Halloween wore a different face Revels: In the 1930s, crowds jammed Baltimore Street for the annual costume parade. Clowns, cowboys and Colonial Dames had one thing in common: no masks. The police commissioner had ruled them out.

The observance of Halloween in the Baltimore of the 1930s was a different affair from today's.

Police issued guidelines detailing how the holiday would be celebrated. Crowds of trick or treaters jammed Baltimore Street for the annual Halloween-night costume parade. And the week preceding Halloween was always punctuated by acts of mischief, duly reported by The Sun.


In 1930 City Police Commissioner Charles D. Gaither, apparently fearing that criminals in disguise would mix with the crowds, included this warning among the year's guidelines:

"No. 1 on the list of rules and regulations is no masks. This applies to clowns, harlequins, columbines, cowboys, Colonial Dames, Mexicans, spooks, skeletons, soldiers, sailors and marines. It applies, in fact, to anyone and everyone."


The Sun added, "The Police taboos will apply to any Halloween celebrant who appears in public with a bean-shooter, any Halloween celebrant who appears in public with a six-shooter, any Halloween celebrant who throws flour or confetti or bricks."

The arrival of Doorbell Night, Chalk Night, Mischief Night and Moving Night -- all during the week before Halloween -- meant that homeowners had better be prepared for some high jinks and other acts of deviltry.

The Sun observed wryly: "If dwellers in suburbia do not experience again their usual Halloween troubles, then the Great American Boy is not the healthy specimen that he used to be."

City police were not so forgiving and warned violators that, if they were caught destroying or defacing property, they would most likely "haunt" the city jail for 30 days.

Downtown residents complained vociferously that year about their milk bottles being removed and smashed.

"Miscreants balance milk bottles on door knobs and then ring the bell," said The Sun. "When the door is opened the bottle drops and is shattered."

For many years, Baltimore Street had been the "favorite stomping ground for Halloween celebrants in fancy costumes," reported The Sun in 1930.

"Baltimore Street, from Eutaw to Holliday, was jammed, street cars and automobiles were diverted, motor cars clogged Charles Street, from Baltimore to the Washington Monument, and additional traffic police were assigned to important intersections regulate the crowds and carnival makers," reported The Sun in 1930.


A Sun reporter observed that "except for a Hunchback of Notre Dame, a Roman Warrior, an Abyssinian Monarch in a multi-colored robe and jeweled turban, a knight in armor and a Czarina in regal robes attended by her court, there were no eye-arresting costumes in the Baltimore Street festival."

By the late 1930s, The Sun was lamenting the forsaking of Baltimore Street as the venue for the traditional Halloween parade.

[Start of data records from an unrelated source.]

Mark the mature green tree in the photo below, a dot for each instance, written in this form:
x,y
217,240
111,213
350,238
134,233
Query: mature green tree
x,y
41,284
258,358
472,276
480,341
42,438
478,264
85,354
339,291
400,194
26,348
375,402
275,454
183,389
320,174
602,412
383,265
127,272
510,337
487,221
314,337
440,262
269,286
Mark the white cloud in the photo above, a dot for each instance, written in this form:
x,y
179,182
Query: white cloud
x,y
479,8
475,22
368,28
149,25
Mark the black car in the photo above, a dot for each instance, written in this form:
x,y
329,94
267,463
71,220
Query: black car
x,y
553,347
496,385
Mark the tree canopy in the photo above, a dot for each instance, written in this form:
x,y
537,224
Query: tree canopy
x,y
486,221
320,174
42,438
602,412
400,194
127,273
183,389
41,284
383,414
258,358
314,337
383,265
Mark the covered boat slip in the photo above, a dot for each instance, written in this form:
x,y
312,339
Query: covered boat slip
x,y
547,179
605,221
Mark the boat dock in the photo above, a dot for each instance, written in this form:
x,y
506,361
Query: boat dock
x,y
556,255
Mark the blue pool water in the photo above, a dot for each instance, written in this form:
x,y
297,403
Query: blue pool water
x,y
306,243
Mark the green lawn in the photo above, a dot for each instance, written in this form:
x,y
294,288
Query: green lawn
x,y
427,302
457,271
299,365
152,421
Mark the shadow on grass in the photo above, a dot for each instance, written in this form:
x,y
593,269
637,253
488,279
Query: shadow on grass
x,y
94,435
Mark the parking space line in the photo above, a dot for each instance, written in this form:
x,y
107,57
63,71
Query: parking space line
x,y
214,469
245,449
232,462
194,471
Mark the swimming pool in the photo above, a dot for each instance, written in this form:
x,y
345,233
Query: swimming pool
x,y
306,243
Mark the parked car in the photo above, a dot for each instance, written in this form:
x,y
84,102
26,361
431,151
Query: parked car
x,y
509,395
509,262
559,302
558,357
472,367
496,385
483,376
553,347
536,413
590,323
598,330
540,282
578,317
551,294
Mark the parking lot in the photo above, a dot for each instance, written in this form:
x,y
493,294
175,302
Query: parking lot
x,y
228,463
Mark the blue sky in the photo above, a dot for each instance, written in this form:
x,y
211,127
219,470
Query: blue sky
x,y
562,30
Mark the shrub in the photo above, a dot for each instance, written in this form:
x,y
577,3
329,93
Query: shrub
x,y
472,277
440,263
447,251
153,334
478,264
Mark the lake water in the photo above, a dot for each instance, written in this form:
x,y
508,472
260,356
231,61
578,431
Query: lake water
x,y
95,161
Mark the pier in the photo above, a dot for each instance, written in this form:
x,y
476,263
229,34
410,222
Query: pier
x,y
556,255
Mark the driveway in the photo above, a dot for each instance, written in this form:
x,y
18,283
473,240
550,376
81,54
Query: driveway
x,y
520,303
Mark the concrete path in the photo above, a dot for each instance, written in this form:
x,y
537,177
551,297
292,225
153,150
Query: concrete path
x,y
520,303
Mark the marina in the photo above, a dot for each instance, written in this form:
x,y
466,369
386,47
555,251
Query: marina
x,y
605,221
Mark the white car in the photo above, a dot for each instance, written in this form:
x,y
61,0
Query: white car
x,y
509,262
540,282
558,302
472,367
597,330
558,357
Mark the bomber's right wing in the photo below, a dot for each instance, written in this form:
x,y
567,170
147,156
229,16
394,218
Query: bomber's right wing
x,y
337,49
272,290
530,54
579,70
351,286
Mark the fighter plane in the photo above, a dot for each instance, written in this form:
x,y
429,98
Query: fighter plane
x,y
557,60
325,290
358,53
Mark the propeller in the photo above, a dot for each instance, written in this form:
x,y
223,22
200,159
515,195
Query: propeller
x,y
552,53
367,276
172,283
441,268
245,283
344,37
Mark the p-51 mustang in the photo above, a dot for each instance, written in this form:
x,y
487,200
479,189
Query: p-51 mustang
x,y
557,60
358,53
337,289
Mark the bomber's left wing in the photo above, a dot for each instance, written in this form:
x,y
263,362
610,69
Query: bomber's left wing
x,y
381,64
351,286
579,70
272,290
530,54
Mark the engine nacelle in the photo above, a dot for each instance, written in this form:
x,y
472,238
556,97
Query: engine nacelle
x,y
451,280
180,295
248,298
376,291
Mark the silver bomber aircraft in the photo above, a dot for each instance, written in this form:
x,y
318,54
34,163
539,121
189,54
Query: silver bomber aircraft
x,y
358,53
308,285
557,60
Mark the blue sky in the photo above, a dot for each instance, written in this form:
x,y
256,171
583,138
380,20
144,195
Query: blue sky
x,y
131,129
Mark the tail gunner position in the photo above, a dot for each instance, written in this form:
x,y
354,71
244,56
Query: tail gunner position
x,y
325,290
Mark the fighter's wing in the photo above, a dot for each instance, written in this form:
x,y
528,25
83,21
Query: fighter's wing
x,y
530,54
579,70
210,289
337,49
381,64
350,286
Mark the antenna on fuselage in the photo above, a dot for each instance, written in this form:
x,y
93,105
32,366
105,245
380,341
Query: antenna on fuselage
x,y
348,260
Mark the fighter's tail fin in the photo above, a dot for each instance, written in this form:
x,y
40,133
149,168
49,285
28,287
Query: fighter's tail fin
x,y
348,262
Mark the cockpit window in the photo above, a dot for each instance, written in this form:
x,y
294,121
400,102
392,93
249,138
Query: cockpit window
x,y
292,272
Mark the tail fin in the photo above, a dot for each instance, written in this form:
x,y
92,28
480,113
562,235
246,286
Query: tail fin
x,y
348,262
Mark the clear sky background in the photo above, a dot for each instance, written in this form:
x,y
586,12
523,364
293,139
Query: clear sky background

"Gone are the days when the downtown main street was jammed with maskers for the annual festival. And there is a reason. Nowadays, the Charles Chaplins, Colonial Dames and Spanish troubadours stick closer to home," said The Sun in 1939.

"Only on Pennsylvania Avenue were the old traditions carried on with the old-time fervor. The principal thoroughfare of the Negro section was seething with a mass of humanity estimated by police as the largest in the last four years. The costumes were as varied in color and design as enthusiastic imagination could devise," said The Sun.

Of course, there had been no let-up in the high jinks. In 1938,

The Sun reported that a gang of teen-age boys in Towson had succeeded in blocking a street with a wagonload of fodder that they turned sideways. Not content with this, they moved on to the Towson Courthouse and proceeded to "bowl" with the 1812 cannonballs stacked there.


"While the police were answering a call some boys took a board from the scaffold on the Towson Courthouse and used it to jam the horn of Chief Judge T. Scott Offutt's automobile which was parked outside," reported the newspaper.

Halloween 1946 was one of the last attempts by celebrants to restore Baltimore Street to its former Halloween glory.

"Thousands of young and old, invading Baltimore Street from Paca to Gay, last night made a vibrant but ineffective attempt to revive the spirit of prewar Halloween carnivals."

The newspaper explained that neighborhood parties in Waverly, Hampden, Highlandtown, Pimlico and Hamilton had supplanted Baltimore Street.